King's College Hospital, Institute of Liver Studies, London SE5 9RS, UK.
Surgeon. 2012 Apr;10(2):102-6. doi: 10.1016/j.surge.2011.12.001. Epub 2011 Dec 30.
The first case-series of pancreatectomy with synchronous en-bloc vascular resection with the aim to improve pancreatic cancer survival was published in 1977. Advances in surgical techniques, intensive care management and teaching centers with high volume cases have dramatically reduced mortality and morbidity of major pancreatic resections. This has led to a progressively wider use of venous and/or arterial resections during pancreatic surgery in selected patients to achieve negative resection margins.
We review the current literature and discuss our experience in pancreatectomies with en-bloc vascular resections.
Survival of patients with pancreatic cancer who undergo an R0 resection with venous reconstruction is comparable to those who have a standard pancreaticoduodenectomy with no added mortality or morbidity. Conversely, arterial resection is associated with a higher morbidity, mortality and overall poorer survival, perhaps reflecting more advanced disease.
Since the need for vascular resection may not be always apparent on pre-operative imaging, surgeons who perform major pancreatic surgery should be familiar with vascular resection and reconstruction techniques in order to offer to these patients the best chance to prolong survival.

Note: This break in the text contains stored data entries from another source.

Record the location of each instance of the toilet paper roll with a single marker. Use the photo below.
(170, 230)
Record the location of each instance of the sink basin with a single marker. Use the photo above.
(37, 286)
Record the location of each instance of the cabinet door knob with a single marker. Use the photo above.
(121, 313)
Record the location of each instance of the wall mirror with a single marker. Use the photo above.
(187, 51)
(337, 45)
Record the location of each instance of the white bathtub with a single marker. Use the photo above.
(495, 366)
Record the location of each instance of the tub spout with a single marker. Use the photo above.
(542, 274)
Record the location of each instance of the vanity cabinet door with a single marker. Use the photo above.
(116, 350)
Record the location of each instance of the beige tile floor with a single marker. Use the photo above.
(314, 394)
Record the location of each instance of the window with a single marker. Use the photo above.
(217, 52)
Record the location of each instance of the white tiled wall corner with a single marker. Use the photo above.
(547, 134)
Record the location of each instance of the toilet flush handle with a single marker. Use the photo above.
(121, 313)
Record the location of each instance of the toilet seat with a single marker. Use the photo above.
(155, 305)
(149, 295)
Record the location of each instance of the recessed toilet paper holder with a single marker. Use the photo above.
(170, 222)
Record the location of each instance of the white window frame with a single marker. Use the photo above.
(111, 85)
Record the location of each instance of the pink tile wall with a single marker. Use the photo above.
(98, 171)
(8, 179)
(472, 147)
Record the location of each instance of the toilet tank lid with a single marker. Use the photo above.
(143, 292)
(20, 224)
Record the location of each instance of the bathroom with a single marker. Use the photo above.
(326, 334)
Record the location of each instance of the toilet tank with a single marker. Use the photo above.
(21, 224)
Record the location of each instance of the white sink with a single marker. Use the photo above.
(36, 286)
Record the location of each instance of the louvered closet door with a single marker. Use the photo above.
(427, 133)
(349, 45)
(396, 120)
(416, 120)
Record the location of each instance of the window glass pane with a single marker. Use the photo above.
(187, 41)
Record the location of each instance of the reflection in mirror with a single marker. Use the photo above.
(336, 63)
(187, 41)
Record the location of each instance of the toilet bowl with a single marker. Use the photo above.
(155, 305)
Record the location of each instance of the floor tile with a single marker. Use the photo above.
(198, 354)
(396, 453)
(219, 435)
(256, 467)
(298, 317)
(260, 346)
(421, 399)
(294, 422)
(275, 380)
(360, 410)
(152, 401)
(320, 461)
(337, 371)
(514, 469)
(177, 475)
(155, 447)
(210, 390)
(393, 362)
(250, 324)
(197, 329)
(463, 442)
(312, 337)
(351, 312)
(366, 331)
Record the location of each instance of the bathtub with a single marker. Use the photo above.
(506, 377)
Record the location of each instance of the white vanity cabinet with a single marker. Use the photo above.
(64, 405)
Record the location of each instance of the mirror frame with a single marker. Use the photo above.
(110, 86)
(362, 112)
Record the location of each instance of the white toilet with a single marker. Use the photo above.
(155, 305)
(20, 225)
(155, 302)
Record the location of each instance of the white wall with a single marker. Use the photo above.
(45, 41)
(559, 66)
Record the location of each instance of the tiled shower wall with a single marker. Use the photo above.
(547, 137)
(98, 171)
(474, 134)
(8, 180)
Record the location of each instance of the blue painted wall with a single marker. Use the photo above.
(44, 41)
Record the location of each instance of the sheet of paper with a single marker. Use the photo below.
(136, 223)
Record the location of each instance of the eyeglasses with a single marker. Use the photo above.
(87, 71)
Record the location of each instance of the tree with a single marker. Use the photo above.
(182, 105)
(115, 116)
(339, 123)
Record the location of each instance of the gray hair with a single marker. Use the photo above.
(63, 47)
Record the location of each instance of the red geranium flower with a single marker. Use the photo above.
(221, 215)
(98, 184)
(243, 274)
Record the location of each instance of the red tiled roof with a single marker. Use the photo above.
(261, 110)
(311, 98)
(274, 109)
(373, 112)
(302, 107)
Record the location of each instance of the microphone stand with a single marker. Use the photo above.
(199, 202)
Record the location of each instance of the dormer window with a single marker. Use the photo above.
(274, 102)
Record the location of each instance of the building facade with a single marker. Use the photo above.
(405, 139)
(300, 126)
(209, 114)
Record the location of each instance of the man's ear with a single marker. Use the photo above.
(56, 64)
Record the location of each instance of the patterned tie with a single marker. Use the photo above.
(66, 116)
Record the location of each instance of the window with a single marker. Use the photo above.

1977 年首次发表了旨在提高胰腺癌生存率的胰腺切除术联合同步整块血管切除术的病例系列研究。手术技术、重症监护管理和高容量病例教学中心的进步,大大降低了主要胰腺切除术的死亡率和发病率。这导致在选定的患者中,为了达到阴性切缘,在胰腺手术中越来越广泛地进行静脉和/或动脉切除术。
我们复习了目前的文献,并讨论了我们在整块血管切除术联合胰腺切除术方面的经验。
接受 R0 切除术联合静脉重建的胰腺癌患者的生存率与接受标准胰十二指肠切除术的患者相当,且无额外的死亡率或发病率。相反,动脉切除术与更高的发病率、死亡率和总体较差的生存率相关,这可能反映了更晚期的疾病。
由于术前影像学检查不一定能明确是否需要血管切除术,因此进行大型胰腺手术的外科医生应该熟悉血管切除术和重建技术,以便为这些患者提供延长生存的最佳机会。